/add_ga4_clustering

Cluster GA4 raw data tables in BigQuery to improve efficiency and performance

Primary LanguageJavaScript

Cloud Function - Add Clustering to GA4 raw data tables in BigQuery

This package contains two different cloud functions to cluster GA4 raw data tables.

  1. HTTP-based: Used to cluster historical GA4 data tables on demand
  2. Pub/Sub-based: Used to automatically cluster GA4 raw data tables when they are getting created

Quickstart

To deploy the function to your GCP project you can do the following:

  1. Download / clone the repository
  2. Authenticate with GCP using the Application Default Credentials
  3. Check for the currently active GCP project with gcloud config get-value project and change it with gcloud config set project_id YOUR_PROJECT_ID
  4. Optional: Change the region for the deployment in the cloudbuild.yaml or / and add a service account if needed
  5. Deploy the cloud function with gcloud builds submit

Http-based

Uses a post body with the following parameters:

 {   
    "cluster_by":"event_name",
    "project_id": "moritz-test-projekt",
    "dataset_id":"analytics_262445815_Copy",
    "start_date": "2024-01-01",
    "end_date":"2024-02-14"
} 

Pub/Sub-based

This function takes the parameters from the incoming Pub/Sub message from the protoPayload.resourceName field. You need to set up a log sink with a Pub/Sub topic to use this function correctly. To set the fields to cluster by you need to set the cluster_by variable in index.js.

Automation

To run this everytime when a new GA4 table is beeing createdmMake sure to use this query for the log sink. This will usually trigger the Cloud Function once per day, when Google pushes new GA4 data to BigQuery.
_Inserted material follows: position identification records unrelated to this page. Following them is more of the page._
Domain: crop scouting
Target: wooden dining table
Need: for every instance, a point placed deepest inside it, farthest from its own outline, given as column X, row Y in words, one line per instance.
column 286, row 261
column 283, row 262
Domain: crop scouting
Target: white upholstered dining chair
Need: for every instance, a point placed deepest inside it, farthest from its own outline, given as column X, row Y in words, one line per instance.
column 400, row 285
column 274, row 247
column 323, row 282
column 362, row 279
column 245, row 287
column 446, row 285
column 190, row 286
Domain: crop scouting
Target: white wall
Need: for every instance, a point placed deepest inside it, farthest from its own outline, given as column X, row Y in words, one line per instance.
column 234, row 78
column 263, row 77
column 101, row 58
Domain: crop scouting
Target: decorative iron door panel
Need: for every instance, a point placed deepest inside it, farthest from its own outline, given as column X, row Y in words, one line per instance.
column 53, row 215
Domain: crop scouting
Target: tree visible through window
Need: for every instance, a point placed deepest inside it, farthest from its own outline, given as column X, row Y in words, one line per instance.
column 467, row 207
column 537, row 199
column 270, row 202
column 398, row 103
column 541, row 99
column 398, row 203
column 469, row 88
    proto_payload.resource_name=~"projects/YOUR_PROJECT_ID/datasets/GA4_DATASET_ID/tables/events_2"
    proto_payload.authorization_info.permission="bigquery.tables.create"

The standard name for the Pub/Sub topic triggering the Cloud Function is ga4_table_created. You can adjust this in the cloudbuild.yaml inside the pub_sub_function folder.